Published on 22nd Jul 2019
Preparing for, and being involved in, litigation is costly and time-consuming for companies. Many hours of staff time might be diverted, thus resulting in a loss of revenue. Alternatively, extra staff might have to be recruited in.
Prior caselaw has established that lost internal management and staff time spent unravelling and mitigating the defendant's unlawful behaviour are recoverable as damages.
However, the basic rule (subject to an exception mentioned below) is that costs of preparing for litigation can only be recovered as costs, not as damages.
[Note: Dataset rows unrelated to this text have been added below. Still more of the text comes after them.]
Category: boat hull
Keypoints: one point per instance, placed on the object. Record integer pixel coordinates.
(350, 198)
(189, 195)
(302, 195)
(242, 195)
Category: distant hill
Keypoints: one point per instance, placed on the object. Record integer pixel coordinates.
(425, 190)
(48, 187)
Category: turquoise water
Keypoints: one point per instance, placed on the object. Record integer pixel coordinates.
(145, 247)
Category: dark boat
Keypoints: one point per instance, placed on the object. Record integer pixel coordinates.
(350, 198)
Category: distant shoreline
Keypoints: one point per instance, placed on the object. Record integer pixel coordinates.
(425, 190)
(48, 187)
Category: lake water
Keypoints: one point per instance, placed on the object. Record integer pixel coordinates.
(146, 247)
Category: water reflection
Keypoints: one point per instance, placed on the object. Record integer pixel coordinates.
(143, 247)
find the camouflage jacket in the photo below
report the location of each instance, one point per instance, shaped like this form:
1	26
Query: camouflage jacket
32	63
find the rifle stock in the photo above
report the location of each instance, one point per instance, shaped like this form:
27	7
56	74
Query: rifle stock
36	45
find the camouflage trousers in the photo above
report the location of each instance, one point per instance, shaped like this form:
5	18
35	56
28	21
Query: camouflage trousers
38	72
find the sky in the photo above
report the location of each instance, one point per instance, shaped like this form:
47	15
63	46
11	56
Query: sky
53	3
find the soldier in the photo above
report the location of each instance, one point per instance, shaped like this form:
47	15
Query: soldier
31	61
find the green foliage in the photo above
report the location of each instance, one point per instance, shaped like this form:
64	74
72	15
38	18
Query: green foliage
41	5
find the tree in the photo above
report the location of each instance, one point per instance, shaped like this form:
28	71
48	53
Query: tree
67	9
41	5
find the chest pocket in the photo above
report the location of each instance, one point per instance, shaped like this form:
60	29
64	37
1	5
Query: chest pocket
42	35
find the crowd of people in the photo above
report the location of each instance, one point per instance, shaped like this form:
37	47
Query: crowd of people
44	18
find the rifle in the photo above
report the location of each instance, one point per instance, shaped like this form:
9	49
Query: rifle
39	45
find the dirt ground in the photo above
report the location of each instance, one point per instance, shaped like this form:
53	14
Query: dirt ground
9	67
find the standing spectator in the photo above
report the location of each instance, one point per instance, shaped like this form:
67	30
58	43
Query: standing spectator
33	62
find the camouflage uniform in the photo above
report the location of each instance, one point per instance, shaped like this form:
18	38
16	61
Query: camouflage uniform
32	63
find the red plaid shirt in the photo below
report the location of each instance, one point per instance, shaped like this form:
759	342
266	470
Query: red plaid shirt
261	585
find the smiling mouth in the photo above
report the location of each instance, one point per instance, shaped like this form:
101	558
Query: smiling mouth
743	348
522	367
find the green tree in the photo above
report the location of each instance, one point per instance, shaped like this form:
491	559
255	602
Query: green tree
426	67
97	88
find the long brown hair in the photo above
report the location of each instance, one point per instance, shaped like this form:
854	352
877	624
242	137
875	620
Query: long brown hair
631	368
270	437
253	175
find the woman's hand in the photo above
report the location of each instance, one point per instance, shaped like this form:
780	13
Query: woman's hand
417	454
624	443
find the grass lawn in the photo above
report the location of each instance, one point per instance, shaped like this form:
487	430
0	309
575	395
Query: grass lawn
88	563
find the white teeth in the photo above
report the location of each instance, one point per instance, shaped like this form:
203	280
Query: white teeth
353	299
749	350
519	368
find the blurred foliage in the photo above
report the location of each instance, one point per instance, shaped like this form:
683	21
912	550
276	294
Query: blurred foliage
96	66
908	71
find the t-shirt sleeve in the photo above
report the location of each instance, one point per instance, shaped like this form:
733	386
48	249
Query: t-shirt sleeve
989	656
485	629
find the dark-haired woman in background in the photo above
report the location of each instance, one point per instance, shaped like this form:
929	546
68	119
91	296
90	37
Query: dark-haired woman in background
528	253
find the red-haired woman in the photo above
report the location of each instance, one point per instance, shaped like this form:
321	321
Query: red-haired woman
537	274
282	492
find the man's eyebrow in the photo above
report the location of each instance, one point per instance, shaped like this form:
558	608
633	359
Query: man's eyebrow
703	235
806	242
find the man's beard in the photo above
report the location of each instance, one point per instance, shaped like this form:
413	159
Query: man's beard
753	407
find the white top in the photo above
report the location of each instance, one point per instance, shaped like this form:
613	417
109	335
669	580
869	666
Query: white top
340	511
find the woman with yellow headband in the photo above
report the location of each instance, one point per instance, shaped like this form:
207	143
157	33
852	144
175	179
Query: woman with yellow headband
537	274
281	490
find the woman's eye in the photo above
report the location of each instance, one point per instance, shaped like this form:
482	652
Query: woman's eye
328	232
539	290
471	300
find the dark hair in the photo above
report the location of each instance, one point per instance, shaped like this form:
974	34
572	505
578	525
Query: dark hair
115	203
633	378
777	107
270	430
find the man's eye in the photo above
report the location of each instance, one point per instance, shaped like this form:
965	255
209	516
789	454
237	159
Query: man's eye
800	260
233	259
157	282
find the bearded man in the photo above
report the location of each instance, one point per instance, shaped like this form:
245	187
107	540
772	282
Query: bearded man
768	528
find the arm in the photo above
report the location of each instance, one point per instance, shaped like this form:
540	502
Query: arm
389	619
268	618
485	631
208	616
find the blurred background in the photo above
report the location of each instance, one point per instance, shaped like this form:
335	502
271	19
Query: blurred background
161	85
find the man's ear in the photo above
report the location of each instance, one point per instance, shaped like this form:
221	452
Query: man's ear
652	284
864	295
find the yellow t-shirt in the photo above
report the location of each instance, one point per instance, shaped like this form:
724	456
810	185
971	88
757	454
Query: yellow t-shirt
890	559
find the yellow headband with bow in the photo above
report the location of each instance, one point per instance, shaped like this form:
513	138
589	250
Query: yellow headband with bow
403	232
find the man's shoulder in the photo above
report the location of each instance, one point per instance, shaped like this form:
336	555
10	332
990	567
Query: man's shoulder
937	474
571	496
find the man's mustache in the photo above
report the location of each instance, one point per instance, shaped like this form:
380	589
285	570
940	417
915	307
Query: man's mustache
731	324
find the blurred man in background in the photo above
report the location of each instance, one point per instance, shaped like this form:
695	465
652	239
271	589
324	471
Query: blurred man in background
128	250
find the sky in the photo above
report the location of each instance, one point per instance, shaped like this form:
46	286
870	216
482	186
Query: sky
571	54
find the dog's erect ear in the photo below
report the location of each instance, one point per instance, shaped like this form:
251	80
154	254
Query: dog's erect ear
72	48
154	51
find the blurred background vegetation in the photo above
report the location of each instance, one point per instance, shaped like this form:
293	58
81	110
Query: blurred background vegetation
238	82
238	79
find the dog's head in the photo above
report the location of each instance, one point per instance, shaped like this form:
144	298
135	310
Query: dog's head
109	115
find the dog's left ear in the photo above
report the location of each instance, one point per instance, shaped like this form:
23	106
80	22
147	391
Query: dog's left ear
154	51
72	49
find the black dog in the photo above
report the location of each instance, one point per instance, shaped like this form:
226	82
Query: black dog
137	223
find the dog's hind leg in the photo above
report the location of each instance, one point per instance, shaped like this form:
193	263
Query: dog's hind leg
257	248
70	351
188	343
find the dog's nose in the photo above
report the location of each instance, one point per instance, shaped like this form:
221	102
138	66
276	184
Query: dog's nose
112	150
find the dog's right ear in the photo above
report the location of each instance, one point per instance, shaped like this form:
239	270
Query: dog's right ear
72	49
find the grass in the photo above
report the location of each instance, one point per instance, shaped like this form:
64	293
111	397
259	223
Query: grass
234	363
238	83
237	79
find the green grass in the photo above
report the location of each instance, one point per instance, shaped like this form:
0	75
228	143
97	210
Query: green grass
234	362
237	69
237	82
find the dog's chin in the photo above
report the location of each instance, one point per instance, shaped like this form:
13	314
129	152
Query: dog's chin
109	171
That can work to the advantage of the paying defendant because costs will be assessed on the standard basis and so the amount recoverable will be limited by reasonableness and proportionality.
The claimant in the recent case of Magdeev v Tsvetkov sought to recover his costs in investigating an alleged conspiracy. The judge found that these were litigation costs and as such could only be recovered as damages if a well-known exception applied: namely, where the claim to recover those costs is based on a separate cause of action (ie a cause of action distinct from that on which the main proceedings are based).
That was not the case here: the costs had been incurred in relation to the alleged conspiracy, which was the very claim being brought against the defendant. Furthermore, the loss here consisted of legal costs incurred as a result of the claimant's solicitors having carried out investigations to prepare for litigation, rather than the claimant's own investigation time. In other words, standard preparatory work which is carried out by solicitors as part of their instructions. Accordingly, the claim failed.